To Herman Cain, the issue isn’t climactic conditions, but how important they are. Economic issues are more critical, he argues.
“I don’t believe global warming is real,” he told CBS News in an interview. “Do we have climate change? Yes. Is it a crisis? No.” Cain said there’s no reason for panic. “The real science doesn’t say that we have any major crisis or threat when it comes to climate change.”
Gingrich famously worked on a campaign against climate change with Al Gore and Nancy Pelosi. Now that he’s in the race, though, he’s backpedaled and, according to USA Today, says he regrets the 2008 commercial.
In January, Politico reported that Gingrich would like to abolish the Environmental Protection Agency in favor of what he calls the “Environmental Solutions Agency.”
Mitt Romney has taken heat for being a climate change believer. In this video of a town hall meeting in New Hampshire, Romney expresses his belief that humans have contributed to global warming. “I think it’s important for us to reduce our emissions of pollutants and greenhouses gasses,” Romney said.
In 2004, as governor of Massachusetts, Romney introduced a statewide Climate Protection Plan, billed as “an initial step in a coordinated effort to reduce emissions of greenhouse gases.”
Two years later, however, the governor stepped away from a regional plan to reduce emissions by 10 percent by 2019 – because the plan would cost too much. “New England has the highest energy rates in the country,” he told The Boston Globe, “and [the plan] would cost us more.”
Last week, Huntsman took to Twitter to go offensive on climate change: “To be clear, I believe in evolution and trust scientists on global warming. Call me crazy.” He followed that up with an attack on Rick Perry on “This Week” when he said, “The minute that the Republican Party becomes the party – the anti-science party – we have a huge problem.”
As Utah’s governor, Huntsman in 2007 endorsed a plan to reduce Utah’s greenhouse gas production by 15 percent as part of the Western Climate Initiative, and pushed for cap-and-trade policies to limit carbon emissions. He even appeared in an environmental group’s TV ad urging Congress to cut greenhouse gas emissions.

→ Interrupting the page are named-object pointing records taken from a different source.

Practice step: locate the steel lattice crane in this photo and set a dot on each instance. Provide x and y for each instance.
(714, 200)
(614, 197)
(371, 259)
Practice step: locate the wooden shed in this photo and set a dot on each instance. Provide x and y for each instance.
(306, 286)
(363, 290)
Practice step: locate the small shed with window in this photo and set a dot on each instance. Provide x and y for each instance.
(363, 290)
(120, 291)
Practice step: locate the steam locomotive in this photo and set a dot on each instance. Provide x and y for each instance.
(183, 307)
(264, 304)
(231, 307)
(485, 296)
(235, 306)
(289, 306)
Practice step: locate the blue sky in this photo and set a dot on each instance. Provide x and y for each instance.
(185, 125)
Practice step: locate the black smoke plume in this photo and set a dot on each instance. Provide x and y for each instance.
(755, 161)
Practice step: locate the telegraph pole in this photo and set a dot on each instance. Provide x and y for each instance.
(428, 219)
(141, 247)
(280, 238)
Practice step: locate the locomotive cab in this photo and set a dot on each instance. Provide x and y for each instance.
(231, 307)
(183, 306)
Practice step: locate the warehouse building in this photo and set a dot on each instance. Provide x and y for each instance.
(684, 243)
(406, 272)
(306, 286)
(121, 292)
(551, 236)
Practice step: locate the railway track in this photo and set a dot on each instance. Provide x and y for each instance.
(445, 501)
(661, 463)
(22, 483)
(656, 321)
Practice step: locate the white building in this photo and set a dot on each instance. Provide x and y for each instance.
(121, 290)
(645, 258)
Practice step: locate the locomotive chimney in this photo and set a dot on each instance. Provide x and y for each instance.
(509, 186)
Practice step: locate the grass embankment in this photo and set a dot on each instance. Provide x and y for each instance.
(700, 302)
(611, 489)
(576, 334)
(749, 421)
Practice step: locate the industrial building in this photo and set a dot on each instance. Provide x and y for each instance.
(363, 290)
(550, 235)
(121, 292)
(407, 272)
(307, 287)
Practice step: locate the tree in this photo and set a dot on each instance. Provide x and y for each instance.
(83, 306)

Huntsman also vetoed 2006 legislation that would have allowed a nuclear waste repository to be built in Utah that could have netted billions of dollars. In a veto letter to the Utah legislation, Huntsman said he would continue “to resist efforts to turn Utah into our nation’s radioactive waste dumping ground.”
But in an interview with Time earlier this year, Huntsman said now is not the time to make environment the priority. “Putting additional burdens on the pillars of growth right now is counter-productive,” he said.